Sep 18, 2008

More from Archibald Alexander

"Evangelical repentance, conversion and regeneration, are substantially the same."

"As God the Holy Spirit is the Author of regeneration; so the instrument employed is the Word of God. This is as clearly taught in Scripture as that God is the author or efficient cause. God is able to work without means, but both in the worlds of nature and grace it has pleased him to employ appropriate means for the accomplishment of his own ends. But although we know the fact that there is an established connection between means and ends; yet we are not competent to explain, in any case, how the end is produced by the means employed."

"Sometimes regeneration is considered distinctly from the acts and exercises of the mind which proceed from it, but in the Holy Scriptures the cause and effect are included; and we shall therefore treat the subject in this practical and popular form.
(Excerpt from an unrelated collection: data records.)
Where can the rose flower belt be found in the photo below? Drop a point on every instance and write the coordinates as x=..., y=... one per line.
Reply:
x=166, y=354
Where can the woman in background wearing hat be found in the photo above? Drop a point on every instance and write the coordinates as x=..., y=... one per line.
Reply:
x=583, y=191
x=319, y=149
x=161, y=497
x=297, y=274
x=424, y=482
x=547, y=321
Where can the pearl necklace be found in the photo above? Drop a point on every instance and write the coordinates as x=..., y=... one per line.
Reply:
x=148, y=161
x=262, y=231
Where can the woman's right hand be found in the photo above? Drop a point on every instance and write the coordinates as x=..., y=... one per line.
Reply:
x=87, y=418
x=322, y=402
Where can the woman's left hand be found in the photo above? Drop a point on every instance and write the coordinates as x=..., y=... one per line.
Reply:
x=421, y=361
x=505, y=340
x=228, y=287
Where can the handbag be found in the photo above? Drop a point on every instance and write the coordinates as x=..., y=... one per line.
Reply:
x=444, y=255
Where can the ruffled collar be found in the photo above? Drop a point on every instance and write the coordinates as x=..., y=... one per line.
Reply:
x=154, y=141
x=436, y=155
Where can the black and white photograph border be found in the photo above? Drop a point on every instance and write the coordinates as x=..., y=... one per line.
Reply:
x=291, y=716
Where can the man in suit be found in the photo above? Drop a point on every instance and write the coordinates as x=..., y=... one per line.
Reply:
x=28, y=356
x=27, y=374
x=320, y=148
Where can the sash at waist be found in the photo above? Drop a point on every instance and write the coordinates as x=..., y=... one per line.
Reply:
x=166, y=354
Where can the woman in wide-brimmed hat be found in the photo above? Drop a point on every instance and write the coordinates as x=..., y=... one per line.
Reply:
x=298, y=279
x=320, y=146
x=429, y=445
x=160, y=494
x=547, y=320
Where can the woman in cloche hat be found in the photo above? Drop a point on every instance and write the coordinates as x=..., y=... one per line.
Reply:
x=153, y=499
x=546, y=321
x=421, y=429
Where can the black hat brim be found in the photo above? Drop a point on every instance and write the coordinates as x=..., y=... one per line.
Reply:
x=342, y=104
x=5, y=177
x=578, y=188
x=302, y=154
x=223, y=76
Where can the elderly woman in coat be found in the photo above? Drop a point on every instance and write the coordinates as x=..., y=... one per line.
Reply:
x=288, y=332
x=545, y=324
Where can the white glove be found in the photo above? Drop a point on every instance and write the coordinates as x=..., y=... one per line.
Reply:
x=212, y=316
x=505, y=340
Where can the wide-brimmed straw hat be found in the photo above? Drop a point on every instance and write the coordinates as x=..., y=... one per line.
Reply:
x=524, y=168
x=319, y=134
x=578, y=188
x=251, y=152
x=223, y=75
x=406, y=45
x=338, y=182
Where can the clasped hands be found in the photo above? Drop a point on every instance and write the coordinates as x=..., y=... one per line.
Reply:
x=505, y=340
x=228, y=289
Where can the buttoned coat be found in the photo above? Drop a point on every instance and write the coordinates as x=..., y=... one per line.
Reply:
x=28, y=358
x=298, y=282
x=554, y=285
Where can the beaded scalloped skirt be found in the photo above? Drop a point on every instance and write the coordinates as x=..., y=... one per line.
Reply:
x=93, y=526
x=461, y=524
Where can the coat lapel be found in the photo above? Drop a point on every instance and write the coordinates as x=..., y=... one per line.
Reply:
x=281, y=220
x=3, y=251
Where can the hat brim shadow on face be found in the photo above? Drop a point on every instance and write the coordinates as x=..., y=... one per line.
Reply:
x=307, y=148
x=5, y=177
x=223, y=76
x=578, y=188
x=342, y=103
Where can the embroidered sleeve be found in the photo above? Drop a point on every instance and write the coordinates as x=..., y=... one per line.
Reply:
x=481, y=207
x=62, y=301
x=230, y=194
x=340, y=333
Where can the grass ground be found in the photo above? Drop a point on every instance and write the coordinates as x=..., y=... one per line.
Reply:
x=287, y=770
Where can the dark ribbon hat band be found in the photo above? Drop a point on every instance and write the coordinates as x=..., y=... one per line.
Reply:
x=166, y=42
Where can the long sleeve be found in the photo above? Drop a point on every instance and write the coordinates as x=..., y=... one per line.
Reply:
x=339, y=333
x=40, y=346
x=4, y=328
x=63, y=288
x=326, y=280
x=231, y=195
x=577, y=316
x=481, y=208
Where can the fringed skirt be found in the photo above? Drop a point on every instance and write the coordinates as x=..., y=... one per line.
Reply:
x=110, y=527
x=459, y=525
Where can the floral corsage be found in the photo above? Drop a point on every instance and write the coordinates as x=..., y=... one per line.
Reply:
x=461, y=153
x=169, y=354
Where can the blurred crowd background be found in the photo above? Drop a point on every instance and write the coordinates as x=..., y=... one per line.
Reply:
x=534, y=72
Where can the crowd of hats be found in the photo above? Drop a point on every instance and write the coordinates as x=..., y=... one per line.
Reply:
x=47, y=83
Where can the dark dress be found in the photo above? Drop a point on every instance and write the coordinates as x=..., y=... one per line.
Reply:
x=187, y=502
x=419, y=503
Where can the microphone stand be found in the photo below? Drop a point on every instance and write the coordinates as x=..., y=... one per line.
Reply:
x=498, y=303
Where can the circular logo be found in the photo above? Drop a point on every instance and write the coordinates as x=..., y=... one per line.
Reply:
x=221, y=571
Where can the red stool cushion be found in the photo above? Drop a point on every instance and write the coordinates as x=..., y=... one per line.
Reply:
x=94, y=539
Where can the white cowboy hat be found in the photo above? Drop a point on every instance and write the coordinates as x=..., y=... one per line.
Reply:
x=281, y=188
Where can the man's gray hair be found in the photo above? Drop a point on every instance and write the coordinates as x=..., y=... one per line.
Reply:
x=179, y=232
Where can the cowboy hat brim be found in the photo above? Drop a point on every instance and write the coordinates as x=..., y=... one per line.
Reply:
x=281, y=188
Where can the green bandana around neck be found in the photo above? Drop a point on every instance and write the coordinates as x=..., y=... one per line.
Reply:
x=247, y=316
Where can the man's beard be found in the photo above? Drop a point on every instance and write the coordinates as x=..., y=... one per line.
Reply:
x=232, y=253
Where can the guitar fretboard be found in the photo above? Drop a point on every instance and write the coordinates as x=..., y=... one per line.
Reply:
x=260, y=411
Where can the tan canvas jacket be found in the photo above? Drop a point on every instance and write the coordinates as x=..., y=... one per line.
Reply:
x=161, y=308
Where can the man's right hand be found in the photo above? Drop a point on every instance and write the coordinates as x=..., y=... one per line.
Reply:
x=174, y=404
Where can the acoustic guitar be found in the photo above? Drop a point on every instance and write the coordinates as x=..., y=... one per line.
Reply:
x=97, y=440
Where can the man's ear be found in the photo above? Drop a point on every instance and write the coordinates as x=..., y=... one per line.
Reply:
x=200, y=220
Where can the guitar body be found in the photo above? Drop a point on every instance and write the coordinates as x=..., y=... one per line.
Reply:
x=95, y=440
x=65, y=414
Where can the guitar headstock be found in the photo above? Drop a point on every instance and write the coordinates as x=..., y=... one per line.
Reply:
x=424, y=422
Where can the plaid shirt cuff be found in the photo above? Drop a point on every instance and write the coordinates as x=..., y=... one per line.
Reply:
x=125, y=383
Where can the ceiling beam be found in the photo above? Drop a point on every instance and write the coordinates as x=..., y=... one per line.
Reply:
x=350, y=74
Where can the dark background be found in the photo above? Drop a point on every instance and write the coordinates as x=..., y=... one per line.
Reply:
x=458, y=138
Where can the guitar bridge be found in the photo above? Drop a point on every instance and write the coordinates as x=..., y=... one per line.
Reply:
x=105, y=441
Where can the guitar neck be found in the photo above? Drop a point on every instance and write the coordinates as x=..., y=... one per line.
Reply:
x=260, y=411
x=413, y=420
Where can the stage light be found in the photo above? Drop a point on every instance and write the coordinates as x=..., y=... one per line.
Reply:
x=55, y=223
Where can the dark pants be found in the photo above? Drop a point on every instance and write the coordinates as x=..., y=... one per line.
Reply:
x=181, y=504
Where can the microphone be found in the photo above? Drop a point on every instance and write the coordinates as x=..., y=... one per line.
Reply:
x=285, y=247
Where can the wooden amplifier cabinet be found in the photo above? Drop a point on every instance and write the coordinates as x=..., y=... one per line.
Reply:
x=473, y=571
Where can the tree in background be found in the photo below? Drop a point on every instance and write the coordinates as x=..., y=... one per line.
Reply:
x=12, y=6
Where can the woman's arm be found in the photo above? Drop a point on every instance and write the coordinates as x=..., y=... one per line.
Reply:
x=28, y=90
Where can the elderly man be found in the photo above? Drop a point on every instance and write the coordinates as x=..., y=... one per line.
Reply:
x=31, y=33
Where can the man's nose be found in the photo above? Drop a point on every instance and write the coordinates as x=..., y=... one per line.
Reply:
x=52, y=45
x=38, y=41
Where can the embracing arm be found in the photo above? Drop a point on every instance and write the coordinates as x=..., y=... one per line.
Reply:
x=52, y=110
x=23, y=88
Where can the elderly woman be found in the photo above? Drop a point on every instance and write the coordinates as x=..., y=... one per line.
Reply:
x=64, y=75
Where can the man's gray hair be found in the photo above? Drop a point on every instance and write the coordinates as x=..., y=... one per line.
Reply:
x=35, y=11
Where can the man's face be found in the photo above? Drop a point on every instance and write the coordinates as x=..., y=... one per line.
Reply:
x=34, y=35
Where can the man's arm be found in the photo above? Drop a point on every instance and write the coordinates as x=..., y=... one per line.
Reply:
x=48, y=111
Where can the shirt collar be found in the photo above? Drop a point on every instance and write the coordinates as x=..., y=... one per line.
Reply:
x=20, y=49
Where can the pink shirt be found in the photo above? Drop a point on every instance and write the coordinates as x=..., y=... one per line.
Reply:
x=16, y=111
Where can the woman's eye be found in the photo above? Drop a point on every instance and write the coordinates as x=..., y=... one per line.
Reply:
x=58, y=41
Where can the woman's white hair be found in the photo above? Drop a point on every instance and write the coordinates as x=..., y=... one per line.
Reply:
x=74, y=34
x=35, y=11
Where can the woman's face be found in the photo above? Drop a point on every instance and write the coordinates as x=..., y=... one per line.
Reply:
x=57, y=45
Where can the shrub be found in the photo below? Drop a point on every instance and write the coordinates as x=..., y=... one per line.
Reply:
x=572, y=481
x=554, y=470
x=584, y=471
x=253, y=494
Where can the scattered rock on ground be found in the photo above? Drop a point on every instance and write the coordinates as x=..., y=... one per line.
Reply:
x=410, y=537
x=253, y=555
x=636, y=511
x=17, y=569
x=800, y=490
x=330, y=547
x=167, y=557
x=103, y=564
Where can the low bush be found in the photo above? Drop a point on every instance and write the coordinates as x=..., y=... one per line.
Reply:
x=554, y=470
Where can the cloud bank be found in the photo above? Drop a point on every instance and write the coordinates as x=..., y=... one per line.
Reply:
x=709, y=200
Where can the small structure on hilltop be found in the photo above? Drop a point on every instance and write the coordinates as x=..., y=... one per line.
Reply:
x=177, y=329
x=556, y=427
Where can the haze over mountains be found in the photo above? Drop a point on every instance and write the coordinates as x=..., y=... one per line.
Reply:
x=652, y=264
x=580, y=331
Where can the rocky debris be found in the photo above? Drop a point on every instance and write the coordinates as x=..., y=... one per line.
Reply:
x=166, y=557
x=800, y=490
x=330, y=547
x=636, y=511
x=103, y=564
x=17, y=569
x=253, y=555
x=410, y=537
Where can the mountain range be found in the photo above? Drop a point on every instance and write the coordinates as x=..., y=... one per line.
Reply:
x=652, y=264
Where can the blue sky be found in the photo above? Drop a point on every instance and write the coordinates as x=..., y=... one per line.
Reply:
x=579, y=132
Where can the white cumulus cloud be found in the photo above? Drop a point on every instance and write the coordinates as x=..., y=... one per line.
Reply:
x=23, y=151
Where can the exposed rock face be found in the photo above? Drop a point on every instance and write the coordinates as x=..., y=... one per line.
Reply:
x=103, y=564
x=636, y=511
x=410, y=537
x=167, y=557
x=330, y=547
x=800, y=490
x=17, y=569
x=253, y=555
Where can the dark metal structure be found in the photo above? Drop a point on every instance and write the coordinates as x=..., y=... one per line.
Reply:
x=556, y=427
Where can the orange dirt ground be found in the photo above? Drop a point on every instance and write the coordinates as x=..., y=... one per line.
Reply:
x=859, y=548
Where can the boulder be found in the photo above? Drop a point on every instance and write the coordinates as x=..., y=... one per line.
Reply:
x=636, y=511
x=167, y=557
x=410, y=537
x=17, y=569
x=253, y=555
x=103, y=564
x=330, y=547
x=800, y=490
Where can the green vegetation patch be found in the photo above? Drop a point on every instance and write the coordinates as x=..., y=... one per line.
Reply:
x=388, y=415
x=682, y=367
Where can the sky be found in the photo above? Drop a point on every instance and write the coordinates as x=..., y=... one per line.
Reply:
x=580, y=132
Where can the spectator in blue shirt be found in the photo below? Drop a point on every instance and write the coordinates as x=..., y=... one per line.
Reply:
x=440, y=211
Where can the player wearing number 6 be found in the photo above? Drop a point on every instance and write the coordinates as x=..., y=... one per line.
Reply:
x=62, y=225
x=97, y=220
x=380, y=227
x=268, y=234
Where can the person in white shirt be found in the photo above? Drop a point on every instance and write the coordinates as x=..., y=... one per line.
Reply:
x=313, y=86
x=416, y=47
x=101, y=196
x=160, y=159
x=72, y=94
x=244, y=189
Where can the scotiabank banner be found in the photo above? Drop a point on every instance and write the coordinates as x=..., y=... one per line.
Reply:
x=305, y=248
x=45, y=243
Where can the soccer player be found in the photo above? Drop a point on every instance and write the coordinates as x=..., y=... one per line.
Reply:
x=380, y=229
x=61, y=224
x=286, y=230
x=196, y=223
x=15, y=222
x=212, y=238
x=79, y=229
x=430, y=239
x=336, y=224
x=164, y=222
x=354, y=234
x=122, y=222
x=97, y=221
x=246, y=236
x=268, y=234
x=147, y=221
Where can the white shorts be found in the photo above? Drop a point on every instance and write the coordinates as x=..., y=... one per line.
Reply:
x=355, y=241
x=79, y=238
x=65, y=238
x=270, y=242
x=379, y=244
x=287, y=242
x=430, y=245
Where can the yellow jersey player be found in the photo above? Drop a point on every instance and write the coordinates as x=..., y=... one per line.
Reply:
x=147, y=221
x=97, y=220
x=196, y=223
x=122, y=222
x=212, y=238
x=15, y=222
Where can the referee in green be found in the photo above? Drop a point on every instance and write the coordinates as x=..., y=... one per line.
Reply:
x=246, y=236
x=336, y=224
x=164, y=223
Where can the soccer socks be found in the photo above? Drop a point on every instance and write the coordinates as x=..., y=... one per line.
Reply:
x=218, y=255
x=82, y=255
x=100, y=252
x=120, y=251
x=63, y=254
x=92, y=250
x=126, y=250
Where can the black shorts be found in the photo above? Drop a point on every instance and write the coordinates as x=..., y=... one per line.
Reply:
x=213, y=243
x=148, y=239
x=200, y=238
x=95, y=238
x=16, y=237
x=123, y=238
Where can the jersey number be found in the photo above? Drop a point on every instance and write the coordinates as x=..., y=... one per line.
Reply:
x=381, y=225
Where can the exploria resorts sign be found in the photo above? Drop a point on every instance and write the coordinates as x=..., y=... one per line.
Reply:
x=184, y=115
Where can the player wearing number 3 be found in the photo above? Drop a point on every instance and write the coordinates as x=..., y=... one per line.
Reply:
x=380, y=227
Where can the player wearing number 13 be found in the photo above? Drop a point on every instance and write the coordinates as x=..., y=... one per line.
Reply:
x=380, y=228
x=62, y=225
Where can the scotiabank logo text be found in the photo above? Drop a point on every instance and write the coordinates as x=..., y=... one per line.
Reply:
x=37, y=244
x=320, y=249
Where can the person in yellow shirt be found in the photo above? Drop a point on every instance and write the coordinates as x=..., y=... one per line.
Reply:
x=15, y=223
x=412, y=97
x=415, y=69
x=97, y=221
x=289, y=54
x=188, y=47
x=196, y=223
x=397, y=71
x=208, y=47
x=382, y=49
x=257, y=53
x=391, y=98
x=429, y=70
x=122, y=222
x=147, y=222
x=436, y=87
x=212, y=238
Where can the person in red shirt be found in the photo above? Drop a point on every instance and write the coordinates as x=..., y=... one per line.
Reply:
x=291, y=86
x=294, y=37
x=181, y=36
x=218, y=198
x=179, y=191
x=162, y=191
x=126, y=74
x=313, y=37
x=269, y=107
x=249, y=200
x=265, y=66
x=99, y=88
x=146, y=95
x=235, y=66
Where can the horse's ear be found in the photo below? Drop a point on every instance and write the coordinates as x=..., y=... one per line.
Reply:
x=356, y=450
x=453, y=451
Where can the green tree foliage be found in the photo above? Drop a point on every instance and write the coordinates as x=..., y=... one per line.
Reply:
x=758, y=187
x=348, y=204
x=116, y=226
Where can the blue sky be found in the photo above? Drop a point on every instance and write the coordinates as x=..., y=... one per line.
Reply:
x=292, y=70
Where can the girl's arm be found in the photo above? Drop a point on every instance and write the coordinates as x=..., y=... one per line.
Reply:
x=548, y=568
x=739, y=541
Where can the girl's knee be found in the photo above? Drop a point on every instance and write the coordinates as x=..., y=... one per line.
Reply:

The instrumentality of the word can never derogate from the efficient agency of the Spirit in this work. The Spirit operates by and through the word. The word derives all its power and penetrating energy from the Spirit. Without the omnipotence of God the word would be as inefficient as clay and spittle, to restore sight to the blind. Ezekiel was commanded to prophesy over the dry bones in the valley of vision. Thus ministers are now sent to call upon those who are dead in trespasses and sins, to awake and arise from the dead, but none will obey their voice, unless a divine power accompanies their words. Men, it is true, are rational and accountable agents, and are therefore proper subjects of commands and exhortations; yet are they destitute of spiritual life, and no power but that of God as we have seen can communicate life. When the Spirit operates by the word, the soul before dead in sin is rendered susceptible of impressions from divine truth. The entrance of the truth under this divine influence gives light, and excites holy affections, which prompt to good purposes, and as a matter of course, the external actions are in obedience to the law of God. The man becomes a new creature. His wicked life is reformed. Actions before materially good are now performed from love to God and with a view to his glory. That the word of God is indeed the instrument or means of producing this change is evident from many plain testimonies of Scripture."